From: Andreas Henriksson <andreas@fjortis.info>
To: Jeff Garzik <jgarzik@pobox.com>
Cc: Andreas Henriksson <andreas@fjortis.info>,
Denis Vlasenko <vda@port.imtp.ilyichevsk.odessa.ua>,
netdev@oss.sgi.com, Marcelo Tosatti <marcelo@conectiva.com.br>,
Linux Kernel <linux-kernel@vger.kernel.org>
Subject: Re: [PATCH] Re: fealnx oopses
Date: Sat, 27 Mar 2004 03:13:05 +0100 [thread overview]
Message-ID: <20040327021305.GA20101@scream.fjortis.info> (raw)

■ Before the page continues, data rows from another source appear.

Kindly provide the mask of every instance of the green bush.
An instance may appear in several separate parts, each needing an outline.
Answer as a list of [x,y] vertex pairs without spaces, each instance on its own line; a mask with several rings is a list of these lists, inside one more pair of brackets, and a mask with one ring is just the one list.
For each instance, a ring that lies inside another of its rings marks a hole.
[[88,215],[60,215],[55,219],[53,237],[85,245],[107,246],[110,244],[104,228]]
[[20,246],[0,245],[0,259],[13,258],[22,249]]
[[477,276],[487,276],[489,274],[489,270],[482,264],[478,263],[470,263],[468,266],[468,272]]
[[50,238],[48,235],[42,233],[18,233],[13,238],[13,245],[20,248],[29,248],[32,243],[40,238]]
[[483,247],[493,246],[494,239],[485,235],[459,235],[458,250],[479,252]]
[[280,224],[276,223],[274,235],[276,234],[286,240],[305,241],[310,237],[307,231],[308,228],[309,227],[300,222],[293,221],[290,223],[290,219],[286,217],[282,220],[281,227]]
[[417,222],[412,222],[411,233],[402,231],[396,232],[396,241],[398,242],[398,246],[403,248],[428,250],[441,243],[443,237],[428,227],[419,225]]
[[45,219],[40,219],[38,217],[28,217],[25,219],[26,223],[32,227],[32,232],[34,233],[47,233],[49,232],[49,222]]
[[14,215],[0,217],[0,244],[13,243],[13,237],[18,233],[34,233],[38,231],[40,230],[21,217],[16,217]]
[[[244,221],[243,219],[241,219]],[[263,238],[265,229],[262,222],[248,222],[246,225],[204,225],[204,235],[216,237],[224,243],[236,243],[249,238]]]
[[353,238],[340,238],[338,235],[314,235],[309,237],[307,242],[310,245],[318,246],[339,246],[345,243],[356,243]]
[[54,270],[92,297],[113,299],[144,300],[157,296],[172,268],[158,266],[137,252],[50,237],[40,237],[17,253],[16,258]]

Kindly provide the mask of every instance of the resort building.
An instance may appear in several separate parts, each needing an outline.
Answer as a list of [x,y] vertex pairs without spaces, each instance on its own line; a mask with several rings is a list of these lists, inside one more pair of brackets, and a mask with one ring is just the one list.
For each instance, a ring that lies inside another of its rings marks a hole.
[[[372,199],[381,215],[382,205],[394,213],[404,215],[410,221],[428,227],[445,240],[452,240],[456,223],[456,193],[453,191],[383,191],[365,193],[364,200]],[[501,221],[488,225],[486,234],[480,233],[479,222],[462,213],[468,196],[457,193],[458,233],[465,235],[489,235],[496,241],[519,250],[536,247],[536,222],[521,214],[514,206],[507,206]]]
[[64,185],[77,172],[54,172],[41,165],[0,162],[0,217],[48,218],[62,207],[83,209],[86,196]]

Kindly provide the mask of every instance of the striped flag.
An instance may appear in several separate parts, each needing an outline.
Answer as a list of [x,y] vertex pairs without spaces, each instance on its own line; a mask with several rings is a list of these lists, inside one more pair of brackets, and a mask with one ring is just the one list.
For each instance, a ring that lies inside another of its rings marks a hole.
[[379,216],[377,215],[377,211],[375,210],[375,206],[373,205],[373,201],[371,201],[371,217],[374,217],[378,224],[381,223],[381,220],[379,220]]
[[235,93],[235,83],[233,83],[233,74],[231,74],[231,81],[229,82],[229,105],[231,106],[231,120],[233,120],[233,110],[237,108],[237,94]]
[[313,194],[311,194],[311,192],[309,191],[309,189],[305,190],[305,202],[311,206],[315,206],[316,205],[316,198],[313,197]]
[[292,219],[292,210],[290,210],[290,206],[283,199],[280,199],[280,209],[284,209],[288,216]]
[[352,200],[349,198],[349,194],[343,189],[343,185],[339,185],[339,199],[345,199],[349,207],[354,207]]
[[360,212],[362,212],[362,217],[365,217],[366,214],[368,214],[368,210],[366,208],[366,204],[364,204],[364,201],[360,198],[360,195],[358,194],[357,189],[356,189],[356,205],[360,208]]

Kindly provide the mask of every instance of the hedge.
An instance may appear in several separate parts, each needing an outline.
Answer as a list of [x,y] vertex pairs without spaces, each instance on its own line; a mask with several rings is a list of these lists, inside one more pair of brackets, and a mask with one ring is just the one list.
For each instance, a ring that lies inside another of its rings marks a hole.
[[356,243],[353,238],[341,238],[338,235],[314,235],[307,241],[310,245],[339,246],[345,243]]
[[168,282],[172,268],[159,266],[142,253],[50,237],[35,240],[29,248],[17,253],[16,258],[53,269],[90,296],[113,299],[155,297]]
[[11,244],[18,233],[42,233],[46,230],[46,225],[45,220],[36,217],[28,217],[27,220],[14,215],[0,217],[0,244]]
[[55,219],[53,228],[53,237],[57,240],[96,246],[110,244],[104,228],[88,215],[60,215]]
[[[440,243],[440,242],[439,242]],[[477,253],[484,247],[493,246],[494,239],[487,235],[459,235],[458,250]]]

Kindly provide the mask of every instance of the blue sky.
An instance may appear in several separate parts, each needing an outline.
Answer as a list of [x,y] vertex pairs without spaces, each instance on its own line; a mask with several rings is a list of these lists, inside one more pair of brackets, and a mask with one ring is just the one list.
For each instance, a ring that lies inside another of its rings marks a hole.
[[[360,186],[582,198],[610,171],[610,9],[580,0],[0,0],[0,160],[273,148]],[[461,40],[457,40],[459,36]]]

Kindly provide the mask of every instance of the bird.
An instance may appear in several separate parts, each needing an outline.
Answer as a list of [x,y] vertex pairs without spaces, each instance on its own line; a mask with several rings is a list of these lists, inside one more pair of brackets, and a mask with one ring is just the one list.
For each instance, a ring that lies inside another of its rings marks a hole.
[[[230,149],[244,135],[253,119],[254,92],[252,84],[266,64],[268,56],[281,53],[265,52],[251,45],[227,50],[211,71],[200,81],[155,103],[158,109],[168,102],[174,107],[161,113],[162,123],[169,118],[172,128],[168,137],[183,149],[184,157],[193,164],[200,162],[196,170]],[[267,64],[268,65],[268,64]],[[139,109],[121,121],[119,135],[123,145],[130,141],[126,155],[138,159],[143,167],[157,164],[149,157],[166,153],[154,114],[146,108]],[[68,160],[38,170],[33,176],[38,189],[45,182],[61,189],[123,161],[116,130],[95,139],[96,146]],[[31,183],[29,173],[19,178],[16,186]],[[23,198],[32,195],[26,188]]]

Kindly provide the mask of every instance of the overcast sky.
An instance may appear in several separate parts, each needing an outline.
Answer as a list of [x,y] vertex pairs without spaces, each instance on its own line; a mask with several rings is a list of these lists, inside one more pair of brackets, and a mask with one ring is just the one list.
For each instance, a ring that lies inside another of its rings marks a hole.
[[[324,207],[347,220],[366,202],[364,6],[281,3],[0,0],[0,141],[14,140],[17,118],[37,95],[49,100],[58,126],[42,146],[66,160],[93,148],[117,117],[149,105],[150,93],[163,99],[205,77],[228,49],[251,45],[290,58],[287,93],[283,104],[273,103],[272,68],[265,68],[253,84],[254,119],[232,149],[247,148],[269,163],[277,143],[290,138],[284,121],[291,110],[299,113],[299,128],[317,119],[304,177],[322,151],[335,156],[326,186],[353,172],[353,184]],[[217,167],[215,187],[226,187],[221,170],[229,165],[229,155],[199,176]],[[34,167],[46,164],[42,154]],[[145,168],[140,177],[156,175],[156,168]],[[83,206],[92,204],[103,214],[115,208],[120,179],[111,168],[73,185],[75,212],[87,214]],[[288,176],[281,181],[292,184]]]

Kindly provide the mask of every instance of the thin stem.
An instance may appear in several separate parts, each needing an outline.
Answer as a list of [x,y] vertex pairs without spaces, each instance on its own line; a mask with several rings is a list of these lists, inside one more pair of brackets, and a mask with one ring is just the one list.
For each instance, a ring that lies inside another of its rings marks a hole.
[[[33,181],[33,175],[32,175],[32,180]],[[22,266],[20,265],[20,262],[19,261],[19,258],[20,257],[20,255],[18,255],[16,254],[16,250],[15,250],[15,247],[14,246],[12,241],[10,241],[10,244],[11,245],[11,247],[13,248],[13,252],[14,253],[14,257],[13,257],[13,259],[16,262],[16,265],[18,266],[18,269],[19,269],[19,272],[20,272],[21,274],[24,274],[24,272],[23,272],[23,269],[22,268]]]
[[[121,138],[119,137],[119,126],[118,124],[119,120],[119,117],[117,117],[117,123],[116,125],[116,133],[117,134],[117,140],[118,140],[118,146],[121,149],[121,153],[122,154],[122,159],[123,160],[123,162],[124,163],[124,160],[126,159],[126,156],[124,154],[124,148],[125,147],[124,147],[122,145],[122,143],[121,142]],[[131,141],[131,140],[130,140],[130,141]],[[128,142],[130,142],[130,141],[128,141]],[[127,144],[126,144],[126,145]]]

In-Reply-To: <4064857E.2050603@pobox.com>
On Fri, Mar 26, 2004 at 02:33:18PM -0500, Jeff Garzik wrote:
> Andreas Henriksson wrote:
> >On Fri, Mar 26, 2004 at 12:14:57PM +0200, Denis Vlasenko wrote:
> >
> ><snip>
> >
> >>BTW, my box is indeed slow and low on RAM, this fits.
> >>
> >
> >
> >I have only been looking at problems with races between the interrupt
> >handler and the rest of the driver code.. there might be a bunch of
> >problems with failed memory allocations that hasn't bitten me.
> >
> >
> >>Regarding your patch: I looked in start_tx(). Apart from latent
> >>bug in commented out part of code:
> >> next = (struct fealnx *) np->cur_tx_copy.next_desc_logical;
> >>which must be
> >> next = (struct fealnx_desc *) np->cur_tx_copy->next_desc_logical;
> >>I can't see anything racy there. The function just submits more
> >>tx buffers for the card, it never touch cur_tx or cur_tx->skbuff...
> >
> >
> >Francois Romieu explains the race in a comment to the bug I opened in
> >the bugzilla.
> >
> >http://bugzilla.kernel.org/show_bug.cgi?id=1902#c1
> >
> >The problem is that really_tx_count and similar parts of the private
> >structure isn't atomically updated and both the interrupt handler and
> >the start_tx function updates them.
> >(they are regular integers instead of atomic_t)
> >
> >
> >>If I miss something and it indeed races with interrupt, you
> >>definitely need to add
> >> spin_lock(&np->lock);
> >>...
> >> spin_unlock(&np->lock);
> >>around interrupt handler body or at least around tx part
> >>of it, or else your patch is incomplete (race will still
> >>be possible on SMP).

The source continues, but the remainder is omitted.